Économiquement et socialement, la guerre à Gaza et la guerre impliquant l'Iran ont approfondi les défis structurels auxquels la Jordanie est confrontée, car ces évolutions ont ravivé les craintes liées à la possibilité de nouvelles afflux de réfugiés des territoires palestiniens occupés dans un pays accueillant déjà un grand nombre de réfugiés, mettant une pression supplémentaire sur les ressources et les services. Les secteurs critiques tels que le tourisme et l'investissement ont également été affectés négativement par l'instabilité, avec la hausse des coûts d'assurance et de transport, tandis que le déclin de l'activité commerciale et touristique a accru la pression sur l'économie jordanienne en général.

Parallèlement, les jeunes font face à des défis complexes représentés par des taux de chômage élevés et des opportunités économiques en déclin, ainsi qu'un sens croissant de l'absence d'horizon politique. Cette intersection entre pressions économiques et tensions régionales intensifie les sentiments de frustration, les rendant plus susceptibles de se traduire par des expressions politiques, notamment dans un environnement médiatique numérique qui accélère l'interaction et la mobilisation.

En ce qui concerne l'avenir, alléger les pressions sur la Jordanie est lié à la mesure dans laquelle cette « guerre régionale limitée » peut être contenue et empêchée de se transformer en une confrontation totale. Dans ce contexte, le rôle de la coordination arabe, en particulier entre la Jordanie et les États du Golfe, dans la fourniture de soutien économique et le renforcement de la stabilité des approvisionnements énergétiques, se distingue. Tout changement dans la politique américaine vers une désescalade ou la reprise de voies diplomatiques affectera directement la réduction des tensions, compte tenu de l'importance continue du soutien américain pour la Jordanie à ce stade sensible.

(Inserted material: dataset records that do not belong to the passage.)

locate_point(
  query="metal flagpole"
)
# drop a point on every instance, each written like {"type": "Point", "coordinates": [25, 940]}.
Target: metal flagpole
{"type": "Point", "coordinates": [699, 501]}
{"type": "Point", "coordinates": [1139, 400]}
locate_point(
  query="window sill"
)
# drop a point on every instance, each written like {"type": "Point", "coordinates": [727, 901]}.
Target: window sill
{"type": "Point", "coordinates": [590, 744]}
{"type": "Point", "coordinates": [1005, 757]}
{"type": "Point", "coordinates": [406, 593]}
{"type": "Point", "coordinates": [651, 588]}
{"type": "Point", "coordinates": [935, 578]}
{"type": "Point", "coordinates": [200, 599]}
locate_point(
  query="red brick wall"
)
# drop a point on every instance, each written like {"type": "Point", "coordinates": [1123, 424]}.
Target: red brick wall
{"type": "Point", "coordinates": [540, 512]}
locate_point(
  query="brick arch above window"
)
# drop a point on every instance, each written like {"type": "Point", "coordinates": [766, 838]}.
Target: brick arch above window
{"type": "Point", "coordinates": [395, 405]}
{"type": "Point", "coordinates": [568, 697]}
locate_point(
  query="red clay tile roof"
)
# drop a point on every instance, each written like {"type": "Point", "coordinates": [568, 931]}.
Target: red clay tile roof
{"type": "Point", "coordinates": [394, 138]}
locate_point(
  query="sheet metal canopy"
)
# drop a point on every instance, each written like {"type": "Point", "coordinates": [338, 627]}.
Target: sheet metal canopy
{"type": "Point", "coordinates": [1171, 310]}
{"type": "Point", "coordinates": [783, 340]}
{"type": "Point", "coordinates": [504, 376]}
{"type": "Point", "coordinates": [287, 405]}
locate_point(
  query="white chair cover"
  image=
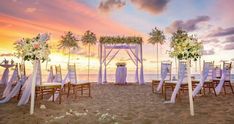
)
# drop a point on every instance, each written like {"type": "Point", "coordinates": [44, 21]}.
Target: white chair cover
{"type": "Point", "coordinates": [165, 69]}
{"type": "Point", "coordinates": [50, 75]}
{"type": "Point", "coordinates": [15, 90]}
{"type": "Point", "coordinates": [225, 76]}
{"type": "Point", "coordinates": [13, 79]}
{"type": "Point", "coordinates": [28, 85]}
{"type": "Point", "coordinates": [5, 76]}
{"type": "Point", "coordinates": [206, 70]}
{"type": "Point", "coordinates": [182, 78]}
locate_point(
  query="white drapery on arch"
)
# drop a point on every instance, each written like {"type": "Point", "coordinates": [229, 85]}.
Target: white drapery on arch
{"type": "Point", "coordinates": [134, 51]}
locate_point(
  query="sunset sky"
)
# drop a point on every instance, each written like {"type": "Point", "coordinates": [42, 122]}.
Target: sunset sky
{"type": "Point", "coordinates": [210, 20]}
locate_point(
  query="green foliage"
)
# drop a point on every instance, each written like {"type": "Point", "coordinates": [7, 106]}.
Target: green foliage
{"type": "Point", "coordinates": [36, 48]}
{"type": "Point", "coordinates": [120, 40]}
{"type": "Point", "coordinates": [185, 47]}
{"type": "Point", "coordinates": [156, 36]}
{"type": "Point", "coordinates": [68, 40]}
{"type": "Point", "coordinates": [89, 38]}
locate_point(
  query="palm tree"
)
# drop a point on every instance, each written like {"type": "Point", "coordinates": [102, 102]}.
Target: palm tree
{"type": "Point", "coordinates": [156, 37]}
{"type": "Point", "coordinates": [89, 38]}
{"type": "Point", "coordinates": [68, 41]}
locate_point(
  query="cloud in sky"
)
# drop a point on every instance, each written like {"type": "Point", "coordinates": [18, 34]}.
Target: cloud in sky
{"type": "Point", "coordinates": [229, 46]}
{"type": "Point", "coordinates": [229, 39]}
{"type": "Point", "coordinates": [222, 32]}
{"type": "Point", "coordinates": [7, 55]}
{"type": "Point", "coordinates": [208, 52]}
{"type": "Point", "coordinates": [189, 25]}
{"type": "Point", "coordinates": [210, 41]}
{"type": "Point", "coordinates": [151, 6]}
{"type": "Point", "coordinates": [30, 10]}
{"type": "Point", "coordinates": [109, 5]}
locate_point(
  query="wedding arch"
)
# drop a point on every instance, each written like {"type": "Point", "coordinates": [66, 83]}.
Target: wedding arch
{"type": "Point", "coordinates": [133, 47]}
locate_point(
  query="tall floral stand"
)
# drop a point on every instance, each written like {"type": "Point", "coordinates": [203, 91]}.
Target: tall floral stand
{"type": "Point", "coordinates": [190, 87]}
{"type": "Point", "coordinates": [35, 69]}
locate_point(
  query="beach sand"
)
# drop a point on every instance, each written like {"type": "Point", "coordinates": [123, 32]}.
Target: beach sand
{"type": "Point", "coordinates": [115, 104]}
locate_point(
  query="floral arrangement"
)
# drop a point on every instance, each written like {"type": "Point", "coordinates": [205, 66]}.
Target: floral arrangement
{"type": "Point", "coordinates": [120, 40]}
{"type": "Point", "coordinates": [120, 64]}
{"type": "Point", "coordinates": [35, 48]}
{"type": "Point", "coordinates": [185, 47]}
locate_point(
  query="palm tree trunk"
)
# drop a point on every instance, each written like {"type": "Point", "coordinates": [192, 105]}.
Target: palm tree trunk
{"type": "Point", "coordinates": [69, 55]}
{"type": "Point", "coordinates": [88, 62]}
{"type": "Point", "coordinates": [157, 64]}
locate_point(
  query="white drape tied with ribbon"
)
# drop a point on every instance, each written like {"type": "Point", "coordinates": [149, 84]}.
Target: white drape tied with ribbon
{"type": "Point", "coordinates": [15, 90]}
{"type": "Point", "coordinates": [225, 74]}
{"type": "Point", "coordinates": [182, 78]}
{"type": "Point", "coordinates": [5, 76]}
{"type": "Point", "coordinates": [13, 80]}
{"type": "Point", "coordinates": [28, 84]}
{"type": "Point", "coordinates": [204, 76]}
{"type": "Point", "coordinates": [51, 77]}
{"type": "Point", "coordinates": [164, 71]}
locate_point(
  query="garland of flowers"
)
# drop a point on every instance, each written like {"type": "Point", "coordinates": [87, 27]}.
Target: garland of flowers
{"type": "Point", "coordinates": [36, 48]}
{"type": "Point", "coordinates": [120, 40]}
{"type": "Point", "coordinates": [185, 47]}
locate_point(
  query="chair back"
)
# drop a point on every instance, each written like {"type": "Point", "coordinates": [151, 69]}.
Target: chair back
{"type": "Point", "coordinates": [217, 71]}
{"type": "Point", "coordinates": [58, 74]}
{"type": "Point", "coordinates": [51, 70]}
{"type": "Point", "coordinates": [227, 66]}
{"type": "Point", "coordinates": [21, 70]}
{"type": "Point", "coordinates": [182, 72]}
{"type": "Point", "coordinates": [39, 74]}
{"type": "Point", "coordinates": [210, 66]}
{"type": "Point", "coordinates": [72, 73]}
{"type": "Point", "coordinates": [166, 66]}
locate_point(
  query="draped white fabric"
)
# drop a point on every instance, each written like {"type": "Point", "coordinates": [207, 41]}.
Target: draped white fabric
{"type": "Point", "coordinates": [182, 78]}
{"type": "Point", "coordinates": [51, 77]}
{"type": "Point", "coordinates": [225, 75]}
{"type": "Point", "coordinates": [15, 90]}
{"type": "Point", "coordinates": [164, 71]}
{"type": "Point", "coordinates": [28, 84]}
{"type": "Point", "coordinates": [13, 79]}
{"type": "Point", "coordinates": [5, 76]}
{"type": "Point", "coordinates": [103, 59]}
{"type": "Point", "coordinates": [207, 67]}
{"type": "Point", "coordinates": [121, 74]}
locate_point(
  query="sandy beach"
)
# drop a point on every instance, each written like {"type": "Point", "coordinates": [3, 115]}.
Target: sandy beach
{"type": "Point", "coordinates": [126, 104]}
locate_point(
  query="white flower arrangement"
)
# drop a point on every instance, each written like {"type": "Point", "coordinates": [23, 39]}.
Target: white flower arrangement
{"type": "Point", "coordinates": [36, 48]}
{"type": "Point", "coordinates": [185, 47]}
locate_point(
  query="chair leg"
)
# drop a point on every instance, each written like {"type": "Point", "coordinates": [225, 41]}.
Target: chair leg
{"type": "Point", "coordinates": [89, 90]}
{"type": "Point", "coordinates": [60, 96]}
{"type": "Point", "coordinates": [68, 90]}
{"type": "Point", "coordinates": [224, 88]}
{"type": "Point", "coordinates": [231, 87]}
{"type": "Point", "coordinates": [165, 91]}
{"type": "Point", "coordinates": [213, 87]}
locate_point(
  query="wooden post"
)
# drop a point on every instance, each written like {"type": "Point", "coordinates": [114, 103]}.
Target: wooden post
{"type": "Point", "coordinates": [35, 69]}
{"type": "Point", "coordinates": [190, 87]}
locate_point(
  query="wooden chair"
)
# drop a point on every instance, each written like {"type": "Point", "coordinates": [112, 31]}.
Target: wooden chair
{"type": "Point", "coordinates": [76, 85]}
{"type": "Point", "coordinates": [171, 84]}
{"type": "Point", "coordinates": [155, 83]}
{"type": "Point", "coordinates": [208, 82]}
{"type": "Point", "coordinates": [48, 88]}
{"type": "Point", "coordinates": [227, 82]}
{"type": "Point", "coordinates": [22, 74]}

Inversement, les possibilités d'escalade interne demeurent, compte tenu de l'escalade militaire actuelle contre l'Iran et de son expansion géographique, si les négociations entre celui-ci et les États-Unis échouaient, ou si l'économie jordanienne subissait de nouvelles chocs.

Le défi fondamental reste la capacité de l'État à équilibrer la réponse aux pressions populaires avec les exigences de la stabilité, dans un environnement régional hautement volatile et en rapide évolution, où les crises externes se transforment souvent en tests internes complexes que la Jordanie a maintes fois expérimentés tout au long de son histoire moderne.

Clause de non-responsabilité : Les opinions exprimées par les auteurs sont les leurs et ne représentent pas nécessairement les vues d'Annahar.

 

 

 

Clause de non-responsabilité : Les opinions exprimées par les auteurs sont les leurs et ne représentent pas nécessairement les vues d'Annahar.